Tom Lehmann

AMIGO 2011

No. of Players:
2 - 5



Over the last years AMIGO has demonstrated a good intuition for interesting cardgames, and amongst their small-boxed releases evergreens like Bohnhanza or Wizard can be found side by side with other interesting titles like Friedemann Friese's Friesematenten. This year the ranks of these games is joined by The City, a cardgame designed by Tom Lehmann, author of addictive Race for the Galaxy. Having such a well-known designer, it is no wonder that The City will be given some attention by the boardgaming public, including the fact that it has established a constant position among the top-ten games of the still running Fairplay-voting at the SPIEL '11.

Indeed, the central mechanism known from Race for the Galaxy has been recycled for The City. Thus, the game puts the players into the role of architects, and each player wants to build his own city by playing building cards from his hand. Every building card has a specific cost which must be paid in order to build it, and this payment must be made by discarding a matching amount of other building cards from the player's hand. So, the basic dilemma is once again the decision which card should be played, which cards should be kept for later, and which cards should be discarded to pay for the card played in the current turn.

As indicated, this double use of cards is known from games like Race for the Galaxy or San Juan, but apart from this basic similarity The City operates on a reduced level of rules and playing depth. Quite the opposite, the basic structure of a turn is very straightforward, since all players simultaneously chose and reveal one card to build from their hands, and then all players pay the required building costs by discarding the appropriate number of cards from their hands. After this building phase the turn is ended by the income phase, and now every player receives an income of new building cards as depicted by the income symbols and all buildings in his city. Furthermore, each player generates an amount of victory points, and here the sum once again is depicted by corresponding symbols on the building cards within each player's city.
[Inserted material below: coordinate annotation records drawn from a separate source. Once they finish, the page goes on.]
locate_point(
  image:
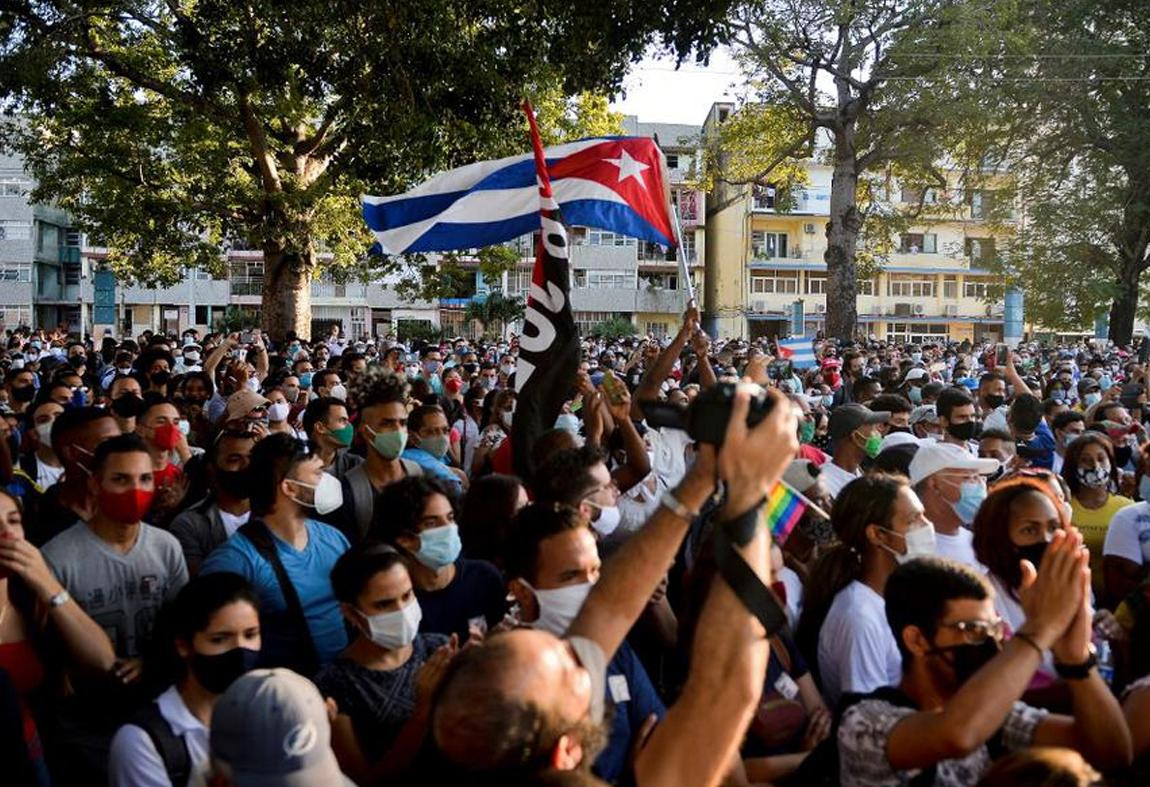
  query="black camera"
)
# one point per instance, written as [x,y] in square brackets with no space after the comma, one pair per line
[705,420]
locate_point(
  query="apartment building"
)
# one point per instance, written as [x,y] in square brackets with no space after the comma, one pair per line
[50,274]
[764,265]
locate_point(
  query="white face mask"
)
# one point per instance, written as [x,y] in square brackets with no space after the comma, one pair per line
[392,631]
[44,432]
[559,606]
[328,494]
[920,542]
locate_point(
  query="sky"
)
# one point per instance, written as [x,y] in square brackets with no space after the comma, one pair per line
[658,93]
The game gets interesting by the fact that each building belongs to up to three building categories, and these categories are business, traffic and recreational. Depending on the categories of buildings already built, the players may use the special effects depicted on some of their buildings to create nice windfall effects. So, as an example a Motorway Interchange will generate one card income plus one victory point for each traffic related symbol on a player's buildings, or a City Villa will create additional victory points for each additional City Villa within the player's city. Other cards like the Research Center bring a reduction in building costs for certain other cards, and even other buildings have a building prerequisite which must be met. So, for example, a School only can be built if a City Villa or another housing-type card can be found within the player's city.


As can be seen, there are some interrelations between the different building cards, and a small minority of cards even takes cards found in other player's cities into consideration. So, for example a Subway Network generates one victory point not only for every recreational symbol found on the player's own buildings, but in addition for every recreational symbol found on buildings owned by one other player. However, apart from these very superficial relations all players work on their own, and so there is no real interaction between the players and their individual cities.

As an interesting observation, the reduced scale of The City seems to make a higher level of interaction expendable. The game is played until the round when at least one player has accumulated 50 victory points, and the player with most points at the end of this round will be declared winner. On the relatively short way towards this aim (approximately 20 minutes playing time), the players seem to be perfectly happy with the optimization task they are facing within their own city. Competition is fired by the fact that the game runs over a very limited number of turns, and so the players are satisfied by simply watching the progress made by the others and deciding whether it could be wise to wait for the possibility to play a costly but valuable building or whether a more direct approach with cheaper buildings might be wiser.

Thus, despite the initial differences, The City offers a playing rhythm which is comparable even to its bigger brother Race for the Galaxy. It compensates a reduced playing depth with a much easier playability especially for newcomers, and even seasoned veterans of build-and-development games should enjoy this fast-paced newcomer because of the refreshing approach chosen for a well-known topic. In a way, the The City is much more earthbound than its intergalactic brother, but due to the very reduced scale the approach chosen offers a high attractiveness on its own. All in all, a very interesting game for a quick interlude between two meaty titles or for adding a nutshell building-game to your holiday luggage.